150 parts! Not sure who might still be following this, but if you are, thank you for following me on this journey. I stll have no idea where it is going, but I’m enjoying writing it and developing these characters and world, and I hope you are enjoying reading it!
Kepa led the way, the glow from his hand breaking the suffocating darkness. Maite never liked enclosed spaces, but this one, in a foreign time with danger all around, seemed particularly oppressive. She squeezed the key tightly in her hand causing the teeth to bite into her palm, distracting her from the unease that was building inside her.
She imagined the city above them, the buildings and streets that connected the old part of Donostia together, like the stitching of a blanket. She didn’t know the city well enough to guess what might be above, and, she admitted, she had no idea if the city was even the same in her time as it was now. The way that the ships were blasting the walls with their cannons, she expected much of it would be destroyed in the coming days.

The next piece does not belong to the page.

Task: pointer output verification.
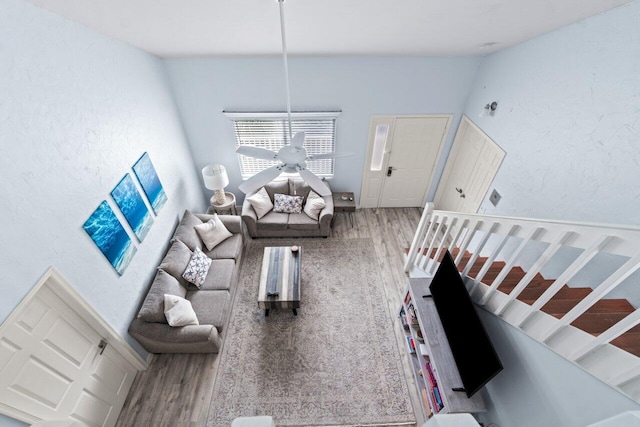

Ubruptly, Kepa stopped. Maite peered over his shoulder. There was a wall in front of them. To the side was another rickety old ladder, this one in much worse condition than the one at Josean’s sacristy. Maite reached out with her hand and could see the rust flakes fall away as she touched them.
Kepa grabbed a rung and started to pull himself out when Maite put her hand on his shoulder, pulling him back. “We don’t know what is up there,” she said in a whisper.
“No, but we know what is down here – nothing – and we can’t stay here forever.”
Maite sighed, knowing Kepa was right, but still fearful of what they might find on the other side.
“Kontuz,” she said.
Kepa smiled. “Beti.”
Kepa climbed up the ladder, flakes of rust falling as he did. Maite stepped back so they wouldn’t fall into her eyes. A few minutes later, Kepa reached the ceiling of the tunnel where he found a latch, fastened shut with a large lock. He looked down at Maite.
Maite nodded and tossed it up. It almost seemed to hang in the air as Kepa reached out, the bright light emanating from his hand reflecting against the dull metal of the key as it spun, splashing light on the walls and down the tunnel. He grabbed it midair and inserted it into the lock, which made a satisfying click as he turned the key. He looked back down at Maite who blew him a kiss. Returning his attention to the latch, he pushed it up and open. Light spilled down and into the tunnel, momentarily blinding him.